— Эх ты, несчастный музыкант, музыкантишко ты трактирный! Погоди, поймаю я тебя одного, будешь ты от меня удирать, аж пятки засверкают. Эх ты, оборванец, заткни себе грош в глотку, вся цена тебе шесть грошей! — и он продолжал его ругать на чем свет стоит. Наконец он удовлетворился, отдышался и побежал в город к судье.
— Ой-ой-ой! Господин судья, посмотрите, как меня злодей на большой дороге ограбил, избил! Камень, и тот сжалиться может. Всю одежду на мне изорвал! Всего меня исколол, исцарапал! Все мои жалкие гроши забрал у меня вместе с кошельком. А были там всё дукаты, один красивей другого. Ради бога, упрячьте вы этого злодея в тюрьму!
Сказал судья:
— Так что ж, это был, наверно, солдат, который тебя так изрубил саблей?
— Боже упаси! — ответил монах. — Никакой сабли у него не было: висел у него самопал за плечами и скрипка на шее, — злодея легко опознать.

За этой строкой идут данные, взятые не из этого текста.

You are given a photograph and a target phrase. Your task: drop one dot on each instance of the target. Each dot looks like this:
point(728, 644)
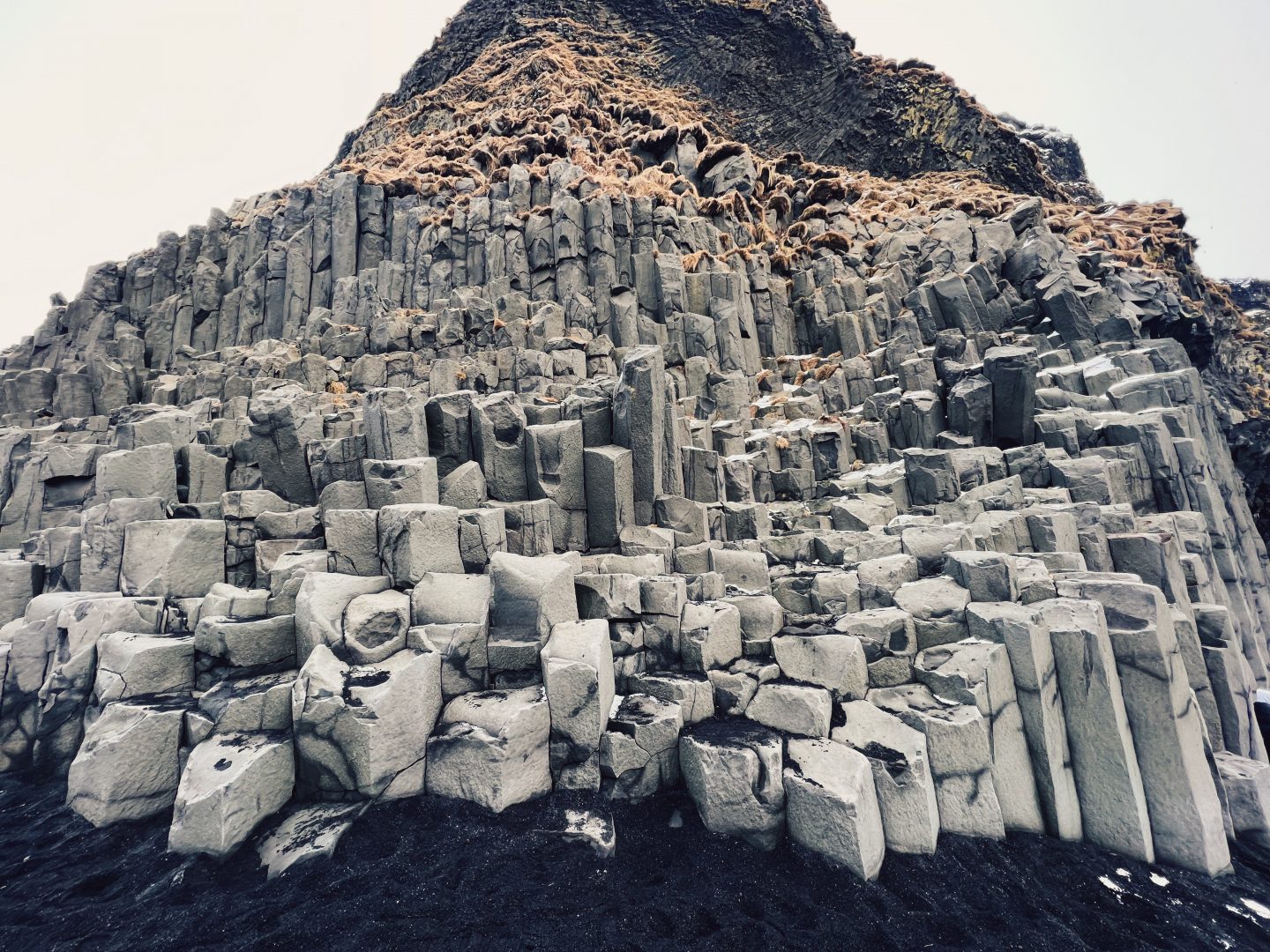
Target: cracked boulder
point(733, 775)
point(136, 664)
point(979, 674)
point(492, 747)
point(173, 557)
point(230, 784)
point(129, 766)
point(362, 730)
point(831, 807)
point(960, 749)
point(578, 678)
point(902, 775)
point(639, 753)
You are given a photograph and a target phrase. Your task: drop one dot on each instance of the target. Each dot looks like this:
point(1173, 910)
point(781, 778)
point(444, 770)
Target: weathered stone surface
point(492, 747)
point(981, 674)
point(960, 749)
point(320, 606)
point(733, 775)
point(639, 755)
point(362, 732)
point(230, 784)
point(900, 770)
point(418, 539)
point(833, 661)
point(308, 833)
point(578, 678)
point(129, 764)
point(831, 807)
point(131, 666)
point(173, 559)
point(1108, 779)
point(1032, 661)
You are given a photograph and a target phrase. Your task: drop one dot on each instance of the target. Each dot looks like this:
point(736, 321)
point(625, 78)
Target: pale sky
point(127, 118)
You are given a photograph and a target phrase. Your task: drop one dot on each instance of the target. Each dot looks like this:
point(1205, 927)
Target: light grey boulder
point(129, 766)
point(138, 473)
point(794, 709)
point(248, 643)
point(418, 539)
point(482, 533)
point(578, 680)
point(354, 541)
point(960, 749)
point(132, 664)
point(101, 539)
point(691, 692)
point(592, 829)
point(498, 444)
point(833, 661)
point(492, 747)
point(309, 831)
point(761, 617)
point(709, 635)
point(1104, 758)
point(173, 557)
point(71, 671)
point(375, 626)
point(401, 482)
point(444, 598)
point(609, 596)
point(320, 605)
point(464, 487)
point(979, 673)
point(733, 775)
point(230, 785)
point(361, 732)
point(225, 600)
point(464, 648)
point(900, 770)
point(249, 704)
point(1247, 790)
point(831, 807)
point(639, 755)
point(1168, 727)
point(1032, 661)
point(530, 596)
point(938, 607)
point(19, 583)
point(395, 423)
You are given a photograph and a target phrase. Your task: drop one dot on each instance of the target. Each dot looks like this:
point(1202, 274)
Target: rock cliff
point(651, 394)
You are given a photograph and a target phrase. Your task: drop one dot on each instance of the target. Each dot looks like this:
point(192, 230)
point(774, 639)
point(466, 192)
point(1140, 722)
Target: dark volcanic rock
point(778, 75)
point(442, 874)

Выслал тогда судья своих стряпчих, чтобы его изловить; нашли они доброго батрака, — он шел медленно по дороге, и оказался у него кошелек с золотом. Привели его на суд, а батрак говорит:
— Я монаха не трогал и денег у него не брал, он сам мне их предложил, оттого что не мог вынести моей музыки.

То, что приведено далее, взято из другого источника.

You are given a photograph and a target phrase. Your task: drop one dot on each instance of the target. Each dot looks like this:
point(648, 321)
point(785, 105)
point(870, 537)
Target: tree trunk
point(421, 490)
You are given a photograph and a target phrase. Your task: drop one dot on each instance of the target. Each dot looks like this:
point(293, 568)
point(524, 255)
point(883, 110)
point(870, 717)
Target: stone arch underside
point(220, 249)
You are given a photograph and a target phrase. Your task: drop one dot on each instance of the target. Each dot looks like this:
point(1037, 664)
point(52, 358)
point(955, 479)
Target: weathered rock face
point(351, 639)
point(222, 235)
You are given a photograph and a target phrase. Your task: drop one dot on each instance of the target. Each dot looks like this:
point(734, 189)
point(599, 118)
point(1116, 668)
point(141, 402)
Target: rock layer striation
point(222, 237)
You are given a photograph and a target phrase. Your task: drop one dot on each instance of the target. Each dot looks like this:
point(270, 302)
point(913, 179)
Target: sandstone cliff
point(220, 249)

— Боже мой! — закричал монах. — Да он врет, как водой бредет.
И судья батраку не поверил и сказал:
— Плохо ты оправдываешься, так ни один монах не поступит, — и присудил доброго батрака повесить за то, что он будто совершил грабеж на большой дороге.
Стали батрака уводить, и закричал монах ему вслед:
— Эй ты, бродяга, дрянной музыкант! Теперь-то ты получишь заслуженное тобой наказанье!

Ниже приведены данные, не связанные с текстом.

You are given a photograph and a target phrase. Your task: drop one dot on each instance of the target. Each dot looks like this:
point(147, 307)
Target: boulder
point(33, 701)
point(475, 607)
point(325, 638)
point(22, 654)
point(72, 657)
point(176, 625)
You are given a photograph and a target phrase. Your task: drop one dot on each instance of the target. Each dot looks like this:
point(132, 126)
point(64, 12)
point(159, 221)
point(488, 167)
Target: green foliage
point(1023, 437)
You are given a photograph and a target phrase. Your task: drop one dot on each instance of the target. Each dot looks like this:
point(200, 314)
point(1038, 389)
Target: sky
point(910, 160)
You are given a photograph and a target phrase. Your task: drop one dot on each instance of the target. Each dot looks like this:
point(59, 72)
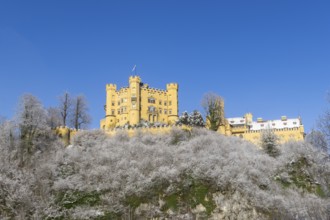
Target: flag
point(134, 68)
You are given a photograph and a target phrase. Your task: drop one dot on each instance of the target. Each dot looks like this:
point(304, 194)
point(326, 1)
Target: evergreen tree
point(269, 142)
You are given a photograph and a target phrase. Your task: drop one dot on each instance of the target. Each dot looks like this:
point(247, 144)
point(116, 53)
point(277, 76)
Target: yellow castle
point(285, 129)
point(138, 102)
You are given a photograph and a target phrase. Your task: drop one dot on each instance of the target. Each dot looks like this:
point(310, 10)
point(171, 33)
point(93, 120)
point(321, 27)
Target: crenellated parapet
point(171, 86)
point(134, 79)
point(111, 87)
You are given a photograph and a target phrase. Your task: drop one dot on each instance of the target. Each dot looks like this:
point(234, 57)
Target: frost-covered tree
point(213, 105)
point(54, 118)
point(65, 107)
point(184, 118)
point(80, 117)
point(31, 118)
point(269, 142)
point(317, 139)
point(194, 119)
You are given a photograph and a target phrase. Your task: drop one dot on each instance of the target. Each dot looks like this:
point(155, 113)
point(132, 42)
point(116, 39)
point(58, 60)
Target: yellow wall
point(284, 135)
point(130, 105)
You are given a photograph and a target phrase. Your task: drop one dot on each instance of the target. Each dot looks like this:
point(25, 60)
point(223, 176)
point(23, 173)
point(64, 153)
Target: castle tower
point(248, 118)
point(134, 100)
point(110, 115)
point(173, 109)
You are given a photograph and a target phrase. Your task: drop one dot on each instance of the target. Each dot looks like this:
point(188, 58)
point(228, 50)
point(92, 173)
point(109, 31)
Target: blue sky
point(271, 58)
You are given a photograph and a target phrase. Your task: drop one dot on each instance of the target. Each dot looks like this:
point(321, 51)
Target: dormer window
point(151, 100)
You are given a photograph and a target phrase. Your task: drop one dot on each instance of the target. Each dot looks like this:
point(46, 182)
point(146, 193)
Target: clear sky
point(271, 58)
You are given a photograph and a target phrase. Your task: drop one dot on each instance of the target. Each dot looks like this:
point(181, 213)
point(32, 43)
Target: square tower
point(138, 102)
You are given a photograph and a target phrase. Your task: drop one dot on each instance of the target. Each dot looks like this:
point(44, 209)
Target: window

Стал батрак спокойно подыматься вместе со своим палачом по лестнице, а на последней ступеньке повернулся и говорит судье:
— Прежде чем мне умереть, исполните одну мою просьбу.
— Хорошо, — сказал судья, — если ты не будешь просить, чтоб тебя помиловали.
— Нет, я прошу не о помиловании, — сказал батрак, — а дозвольте мне сыграть в последний разок на своей скрипке.
Поднял монах страшный крик:
— Ради бога, не разрешайте ему, не разрешайте!
Но судья сказал:
— Почему не позволить ему этой маленькой радости? Это и по закону положено, и это будет исполнено.
Но не могло быть батраку отказано еще и потому, что имел он такой дар, что ни в чем ему не было отказа.
Завопил монах снова:
— Ой, ой, ой, привяжите меня покрепче!
Снял батрак с шеи свою скрипочку, приладил ее, и только ударил он смычком, как зашаталось, заколыхалось всё — и судья, и писаря, и судейские; и выпала у палача из рук веревка, которою он должен был привязать монаха. Ударил батрак смычком еще раз — и все подняли ноги, и отпустил палач, собираясь пуститься в пляс, доброго батрака. Ударил батрак смычком в третий раз — и подпрыгнули все и пошли в пляс; были судья и монах впереди остальных и плясали лучше всех. А вскоре за ними заплясали и те, кто явился на рынок из любопытства, и посмешались между собой все, и старые и молодые, и толстые и худые. Даже собаки, прибежавшие вместе со своими хозяевами, и те поднялись на задние лапы и тоже запрыгали. И чем дольше играл батрак, тем все выше подпрыгивали плясуны, толкая друг друга головами, и начали, наконец, жалостно кричать. Крикнул тогда судья, уже совсем запыхавшись:
— Я дарую тебе жизнь, только перестань играть на скрипке!
Стало доброму батраку его жалко, оставил он скрипку, повесил ее на шею и спустился с лестницы. Подошел он затем к монаху, который лежал на земле, еле дыша, и говорит ему:
— Мошенник, сознайся теперь, откуда ты деньги взял, а не то я сниму скрипку и опять заиграю.
— Я их украл, я их украл! — закричал монах. — А ты их честно заработал.
И велел судья отвести монаха на виселицу и повесить его, как вора.